大井川通信

大井川あたりの事ども

ビブバトサークル読書会の報告

ビブリオバトルサークルのメンバー4人でのオンライン読書会。4回目となる。隔月開催を原則としてスタートしたが、結局年間4冊までとなった。まずまずの成績だろう。メンバーは街づくりに関心のあるボランティアや市民活動に熱心な人たちだ。還暦過ぎの僕以外には、30代、40代、50代と世代もばらけている。
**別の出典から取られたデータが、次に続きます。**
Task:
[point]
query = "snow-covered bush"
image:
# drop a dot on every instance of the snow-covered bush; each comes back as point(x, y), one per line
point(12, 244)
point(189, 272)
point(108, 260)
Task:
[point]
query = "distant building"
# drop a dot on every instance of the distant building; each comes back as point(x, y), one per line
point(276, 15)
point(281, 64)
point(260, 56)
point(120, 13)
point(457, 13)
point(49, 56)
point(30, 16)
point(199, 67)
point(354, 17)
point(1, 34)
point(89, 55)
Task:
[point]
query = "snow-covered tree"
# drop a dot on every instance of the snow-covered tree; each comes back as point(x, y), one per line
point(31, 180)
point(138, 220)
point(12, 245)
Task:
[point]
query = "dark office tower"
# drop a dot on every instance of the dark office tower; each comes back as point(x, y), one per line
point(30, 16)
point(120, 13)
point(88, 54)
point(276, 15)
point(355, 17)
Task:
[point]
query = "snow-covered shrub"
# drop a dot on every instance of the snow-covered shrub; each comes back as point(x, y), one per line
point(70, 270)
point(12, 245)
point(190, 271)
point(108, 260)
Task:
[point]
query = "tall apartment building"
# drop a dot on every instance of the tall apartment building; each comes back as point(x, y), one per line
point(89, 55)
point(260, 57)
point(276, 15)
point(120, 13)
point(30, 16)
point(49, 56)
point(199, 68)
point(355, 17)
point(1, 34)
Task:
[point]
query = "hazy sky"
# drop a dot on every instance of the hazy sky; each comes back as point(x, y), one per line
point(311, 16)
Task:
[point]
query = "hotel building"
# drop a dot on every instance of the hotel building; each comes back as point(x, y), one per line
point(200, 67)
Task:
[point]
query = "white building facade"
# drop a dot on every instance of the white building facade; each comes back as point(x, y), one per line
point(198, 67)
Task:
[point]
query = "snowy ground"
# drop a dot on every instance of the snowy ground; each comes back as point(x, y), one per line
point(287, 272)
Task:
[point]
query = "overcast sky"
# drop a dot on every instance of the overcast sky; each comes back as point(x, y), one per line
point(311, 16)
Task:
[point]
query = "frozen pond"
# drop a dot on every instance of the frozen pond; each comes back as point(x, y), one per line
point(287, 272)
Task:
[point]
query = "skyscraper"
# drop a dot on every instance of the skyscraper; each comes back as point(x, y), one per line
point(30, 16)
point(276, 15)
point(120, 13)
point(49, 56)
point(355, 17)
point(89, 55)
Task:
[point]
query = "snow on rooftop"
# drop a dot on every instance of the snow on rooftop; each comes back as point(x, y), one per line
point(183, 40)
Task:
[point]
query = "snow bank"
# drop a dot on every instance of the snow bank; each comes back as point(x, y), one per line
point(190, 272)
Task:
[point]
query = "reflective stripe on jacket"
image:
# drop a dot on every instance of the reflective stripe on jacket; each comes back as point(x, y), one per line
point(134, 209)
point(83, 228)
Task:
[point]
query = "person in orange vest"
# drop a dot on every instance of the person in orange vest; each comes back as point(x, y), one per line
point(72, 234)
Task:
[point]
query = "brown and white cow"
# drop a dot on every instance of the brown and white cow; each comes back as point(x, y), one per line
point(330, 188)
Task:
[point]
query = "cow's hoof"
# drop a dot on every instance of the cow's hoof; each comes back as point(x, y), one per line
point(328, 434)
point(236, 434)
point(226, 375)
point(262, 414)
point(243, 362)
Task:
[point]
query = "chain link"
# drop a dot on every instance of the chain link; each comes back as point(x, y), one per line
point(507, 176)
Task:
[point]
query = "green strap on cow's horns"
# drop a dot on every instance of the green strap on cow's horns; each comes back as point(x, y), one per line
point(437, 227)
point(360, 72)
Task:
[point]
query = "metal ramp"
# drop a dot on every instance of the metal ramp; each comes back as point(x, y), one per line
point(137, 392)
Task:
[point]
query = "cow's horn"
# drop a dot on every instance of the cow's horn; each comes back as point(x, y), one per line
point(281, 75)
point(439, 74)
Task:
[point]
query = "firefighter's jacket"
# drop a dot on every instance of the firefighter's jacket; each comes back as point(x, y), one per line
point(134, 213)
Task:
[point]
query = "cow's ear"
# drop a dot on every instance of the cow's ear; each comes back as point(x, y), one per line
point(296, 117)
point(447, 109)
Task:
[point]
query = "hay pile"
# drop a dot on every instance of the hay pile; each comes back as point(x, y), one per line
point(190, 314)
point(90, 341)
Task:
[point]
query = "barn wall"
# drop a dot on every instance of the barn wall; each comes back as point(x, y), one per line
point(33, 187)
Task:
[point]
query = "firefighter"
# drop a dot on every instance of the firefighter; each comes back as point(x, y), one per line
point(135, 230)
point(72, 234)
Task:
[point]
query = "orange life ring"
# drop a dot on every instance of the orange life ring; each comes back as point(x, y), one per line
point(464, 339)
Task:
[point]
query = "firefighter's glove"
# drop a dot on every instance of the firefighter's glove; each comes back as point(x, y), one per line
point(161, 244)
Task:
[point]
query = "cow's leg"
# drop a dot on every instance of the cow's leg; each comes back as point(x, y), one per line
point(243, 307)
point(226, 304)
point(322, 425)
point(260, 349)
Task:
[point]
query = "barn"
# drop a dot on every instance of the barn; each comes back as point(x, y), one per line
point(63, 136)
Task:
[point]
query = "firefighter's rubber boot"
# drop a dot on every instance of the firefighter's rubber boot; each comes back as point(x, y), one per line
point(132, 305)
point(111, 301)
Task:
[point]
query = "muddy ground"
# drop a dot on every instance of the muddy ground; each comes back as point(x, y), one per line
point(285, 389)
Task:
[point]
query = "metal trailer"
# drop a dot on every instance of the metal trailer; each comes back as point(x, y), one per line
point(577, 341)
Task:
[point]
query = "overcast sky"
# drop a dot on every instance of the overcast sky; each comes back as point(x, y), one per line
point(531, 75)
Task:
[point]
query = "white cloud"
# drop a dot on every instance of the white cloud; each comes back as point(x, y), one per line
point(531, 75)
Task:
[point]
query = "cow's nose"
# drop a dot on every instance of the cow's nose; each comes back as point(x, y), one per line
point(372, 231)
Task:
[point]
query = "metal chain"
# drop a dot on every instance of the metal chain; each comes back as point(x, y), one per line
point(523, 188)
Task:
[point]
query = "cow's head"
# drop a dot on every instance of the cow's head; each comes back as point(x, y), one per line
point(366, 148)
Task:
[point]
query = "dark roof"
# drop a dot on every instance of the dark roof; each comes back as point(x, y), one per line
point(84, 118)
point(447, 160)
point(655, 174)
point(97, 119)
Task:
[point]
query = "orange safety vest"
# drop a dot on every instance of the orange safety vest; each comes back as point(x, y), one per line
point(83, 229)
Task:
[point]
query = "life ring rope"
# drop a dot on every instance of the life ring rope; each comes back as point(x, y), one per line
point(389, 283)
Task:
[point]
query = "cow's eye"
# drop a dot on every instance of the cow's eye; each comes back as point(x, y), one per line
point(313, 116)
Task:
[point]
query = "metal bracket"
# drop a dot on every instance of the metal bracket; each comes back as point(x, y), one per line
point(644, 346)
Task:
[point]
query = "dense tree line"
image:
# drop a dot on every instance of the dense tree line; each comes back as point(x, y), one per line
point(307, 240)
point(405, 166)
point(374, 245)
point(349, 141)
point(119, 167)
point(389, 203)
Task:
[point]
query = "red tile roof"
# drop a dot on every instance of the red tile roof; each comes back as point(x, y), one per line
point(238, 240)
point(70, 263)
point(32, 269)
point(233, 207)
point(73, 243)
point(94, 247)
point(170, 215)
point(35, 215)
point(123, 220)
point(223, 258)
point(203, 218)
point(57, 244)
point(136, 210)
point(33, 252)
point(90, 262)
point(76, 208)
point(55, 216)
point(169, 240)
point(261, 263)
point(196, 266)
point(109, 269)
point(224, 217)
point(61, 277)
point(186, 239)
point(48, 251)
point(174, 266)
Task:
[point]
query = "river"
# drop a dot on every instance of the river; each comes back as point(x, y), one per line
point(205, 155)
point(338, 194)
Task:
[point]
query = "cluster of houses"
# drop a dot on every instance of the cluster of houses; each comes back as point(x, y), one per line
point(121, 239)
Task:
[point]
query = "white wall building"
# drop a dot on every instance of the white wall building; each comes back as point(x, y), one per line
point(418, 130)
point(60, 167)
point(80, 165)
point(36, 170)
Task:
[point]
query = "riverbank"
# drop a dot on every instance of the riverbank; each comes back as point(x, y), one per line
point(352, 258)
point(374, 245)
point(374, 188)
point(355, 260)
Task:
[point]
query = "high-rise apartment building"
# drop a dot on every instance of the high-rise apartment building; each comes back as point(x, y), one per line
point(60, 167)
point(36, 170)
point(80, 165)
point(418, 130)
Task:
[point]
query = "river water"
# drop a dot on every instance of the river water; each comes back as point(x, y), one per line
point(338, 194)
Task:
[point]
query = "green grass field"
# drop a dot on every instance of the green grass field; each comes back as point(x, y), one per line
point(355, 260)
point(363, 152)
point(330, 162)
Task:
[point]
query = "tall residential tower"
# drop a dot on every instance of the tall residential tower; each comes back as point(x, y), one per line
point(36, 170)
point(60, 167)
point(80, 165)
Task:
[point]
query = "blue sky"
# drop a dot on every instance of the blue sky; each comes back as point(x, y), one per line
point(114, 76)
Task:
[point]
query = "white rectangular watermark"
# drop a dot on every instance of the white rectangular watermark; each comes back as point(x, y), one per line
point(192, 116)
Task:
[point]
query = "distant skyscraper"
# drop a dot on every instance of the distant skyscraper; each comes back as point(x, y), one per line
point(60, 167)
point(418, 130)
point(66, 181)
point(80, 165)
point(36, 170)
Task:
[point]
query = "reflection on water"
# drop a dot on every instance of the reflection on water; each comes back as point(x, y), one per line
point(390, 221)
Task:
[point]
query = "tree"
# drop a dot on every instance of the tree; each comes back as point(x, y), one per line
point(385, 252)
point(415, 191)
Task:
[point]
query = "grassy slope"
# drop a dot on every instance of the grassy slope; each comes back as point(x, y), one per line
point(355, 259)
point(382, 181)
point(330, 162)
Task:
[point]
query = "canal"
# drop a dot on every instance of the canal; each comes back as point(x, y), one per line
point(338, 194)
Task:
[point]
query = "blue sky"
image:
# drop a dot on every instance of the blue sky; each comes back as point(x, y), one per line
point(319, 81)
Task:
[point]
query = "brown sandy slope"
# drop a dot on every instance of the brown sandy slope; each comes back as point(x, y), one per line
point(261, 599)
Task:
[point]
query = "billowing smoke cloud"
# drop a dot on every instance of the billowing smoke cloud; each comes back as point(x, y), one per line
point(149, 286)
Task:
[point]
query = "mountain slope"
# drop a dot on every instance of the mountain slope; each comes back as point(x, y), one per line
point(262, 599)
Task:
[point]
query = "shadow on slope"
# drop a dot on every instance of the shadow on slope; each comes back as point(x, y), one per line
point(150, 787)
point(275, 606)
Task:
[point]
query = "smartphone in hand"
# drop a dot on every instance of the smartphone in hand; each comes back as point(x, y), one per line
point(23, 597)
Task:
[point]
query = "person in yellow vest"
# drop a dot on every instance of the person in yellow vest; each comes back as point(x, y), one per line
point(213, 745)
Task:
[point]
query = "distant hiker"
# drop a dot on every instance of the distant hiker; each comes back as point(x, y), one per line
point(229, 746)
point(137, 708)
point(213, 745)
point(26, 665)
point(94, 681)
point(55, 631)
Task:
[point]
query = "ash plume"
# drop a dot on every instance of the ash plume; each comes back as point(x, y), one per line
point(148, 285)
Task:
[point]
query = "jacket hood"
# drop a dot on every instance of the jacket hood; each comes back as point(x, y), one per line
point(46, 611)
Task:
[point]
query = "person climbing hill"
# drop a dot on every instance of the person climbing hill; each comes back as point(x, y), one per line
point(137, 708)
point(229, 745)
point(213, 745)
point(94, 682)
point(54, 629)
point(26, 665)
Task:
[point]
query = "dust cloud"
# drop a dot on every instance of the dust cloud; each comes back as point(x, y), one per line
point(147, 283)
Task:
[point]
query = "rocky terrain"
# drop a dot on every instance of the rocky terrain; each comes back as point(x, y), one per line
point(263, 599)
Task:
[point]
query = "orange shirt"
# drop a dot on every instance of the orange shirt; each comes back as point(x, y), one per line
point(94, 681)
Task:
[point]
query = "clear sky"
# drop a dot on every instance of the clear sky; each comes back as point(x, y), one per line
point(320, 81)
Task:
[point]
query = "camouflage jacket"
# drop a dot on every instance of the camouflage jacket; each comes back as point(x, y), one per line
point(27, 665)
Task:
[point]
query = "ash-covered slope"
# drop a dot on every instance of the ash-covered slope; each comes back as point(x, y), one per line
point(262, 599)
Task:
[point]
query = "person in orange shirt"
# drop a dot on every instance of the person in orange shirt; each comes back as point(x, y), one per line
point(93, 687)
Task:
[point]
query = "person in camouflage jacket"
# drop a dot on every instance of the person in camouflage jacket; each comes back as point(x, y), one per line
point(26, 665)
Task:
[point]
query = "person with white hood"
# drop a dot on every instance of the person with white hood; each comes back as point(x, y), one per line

本の内容そのものや、本にちなんでのテーマのお題を4つほど事前に投げかけておいたので、しっかり一時間で中身の濃い話し合いができた。お互いの本の読み方の違いや好きな本の種類がわかるだけでなく、お互いの経歴や経験の一端に触れることができる満足感がある。みなさんコミュ力が高く積極的なので、会の手ごたえは十分だ。

今回の選書は、結末にサプライズがある本で、ほとんどそれがすべてのような小説だったので、内容に関するお題はとくには提起しなかった。サプライズが何点かというお題と、自分の人生のなかで仕掛けた(仕掛けられた)サプライズを聞くものにした。

なんの成算もなく出したお題だが、結果的にわかったことは、我々が普通の人生の中に、悪意なく、つまり単なるいたずら心を満足させるためにサプライズ(驚き)を与えあう機会などめったにないということだった。

そのため、メンバーの話は、おのずから悪意あるサプライズ(つまり犯罪めいたこと)のエピソードに集中することになった。悪意ある側もわざと驚かせようとしたわけではない。それが誰か(警察など)の手によって暴かれた結果、予想外の驚きとなったものだ。

一人目は、職場の人気者が実は窃盗を働いていたという事件。二人目は、子ども時代に友達と廃墟に入って遊んでいたら、翌日それに気づいた大家から泥棒が入ったと通報されて、大ごとになった話。三人目は、自宅から盗まれた財布を、外で拾ったと嘘をついた犯人と会って感謝してしまったという話。

この流れだと、僕としても用意していた微妙なサプライズ話ではなく、身近な犯罪の持ちネタを話すしかない。20年隣に住んでいた家のダンナが盗撮犯として逮捕されて、それ以前の近所ののぞきや不審者の犯人がほぼ彼と特定されてしまった話をする。

次回はベストセラーの小説となった。今、現役で人々に消費されている物語に触れることができるというのも、僕にとってのこの会のメリットだ。